UAW Secretary-Treasurer Gary Casteel, the official spearheading the union’s contentious organizing push in Tennessee, said Volkswagen backed out on a 2014 promise to recognize the UAW in return for withdrawing objections filed to the National Labor Relations Board over a failed election vote that year.
He distributed a copy of a document from March 2014 signed by then-UAW President Bob King and former Volkswagen human relations head Horst Neumann. The document, first reported on by the Associated Press, was signed in March 2014 following talks with former VW CFO Hans Poetsch, now the automaker’s chairman.
“The UAW promptly fulfilled its part of the commitment” by withdrawing its objections with the NLRB and forming a new local union, Casteel said in a statement. “Volkswagen, however, never fulfilled its written and verbal commitment to recognize the union as the representative of its members. This unfilled commitment is at the heart of the ongoing disagreement between the company and the union.”
Volkswagen spokesman Scott Wilson disputed Casteel in an email to Automotive News, saying the UAW and VW “reached a consensus on how to proceed after the initial vote,” which is reflected in a plant policy established in 2014 that “provides various employee organizations with the opportunity to represent the interests of the employees in Chattanooga” but does not allow for bargaining.
“We have no contract with the UAW,” Wilson wrote.
Casteel’s comments follow years of heated disagreements between VW and the UAW, which is aiming in Chattanooga to organize its first southern U.S. plant owned by a foreign automaker. The factory employs about 1,500 people.
In 2014, 53 percent of workers at the plant voted against union representation following weeks of campaigning bywhat the UAW calls “anti-union” politicians and activist groups in the region.
Citing those groups, the UAW filed an appeal with the NLRB, saying they improperly tampered with the election. The union dropped the case soon after.
In December 2014, skilled-trades workers at the plant voted 108-44 to be represented by the UAW. In response, Volkswagen said it would not recognize the UAW until production workers also signed on for representation.
“Volkswagen continues to respect the rights of its employees to decide freely the question of union representation,” Wilson said. “But we believe that a union representation solely for the group of maintenance workers will divide the workforce and will not satisfy the shared interests of all employees -- namely, maintenance and production team members -- who are eligible to vote.”
The UAW has since challenged VW’s decision in front of the NLRB, which has ruled in favor of the union.
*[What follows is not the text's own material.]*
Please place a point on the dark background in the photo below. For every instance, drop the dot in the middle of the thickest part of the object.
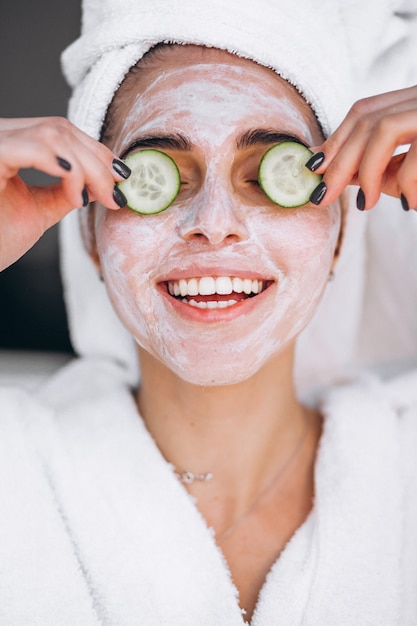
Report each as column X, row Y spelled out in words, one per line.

VW has said it will take its case to the U.S. appeals court after exhausting options with the NLRB, a move Casteel described this month as a “dead-end street.”
Casteel’s comments came before Wednesday’s Volkswagen annual meeting in which Poetsch came under fire from investors over the automaker’s handling of emissions violations, with some even trying to remove him as host of the gathering.
In his statement, Casteel compared VW’s handling of the labor dispute in Tennessee with its handling of the emissions scandal.
“Whether intentional or not, Volkswagen’s behavior in these labor issues mirrors the company’s behavior in the Dieselgate scandal,” he said. “The common thread is a disregard for its corporate commitments and, in our case, a disregard for U.S. laws. We believe the company is better than this.”
Bloomberg contributed to this report.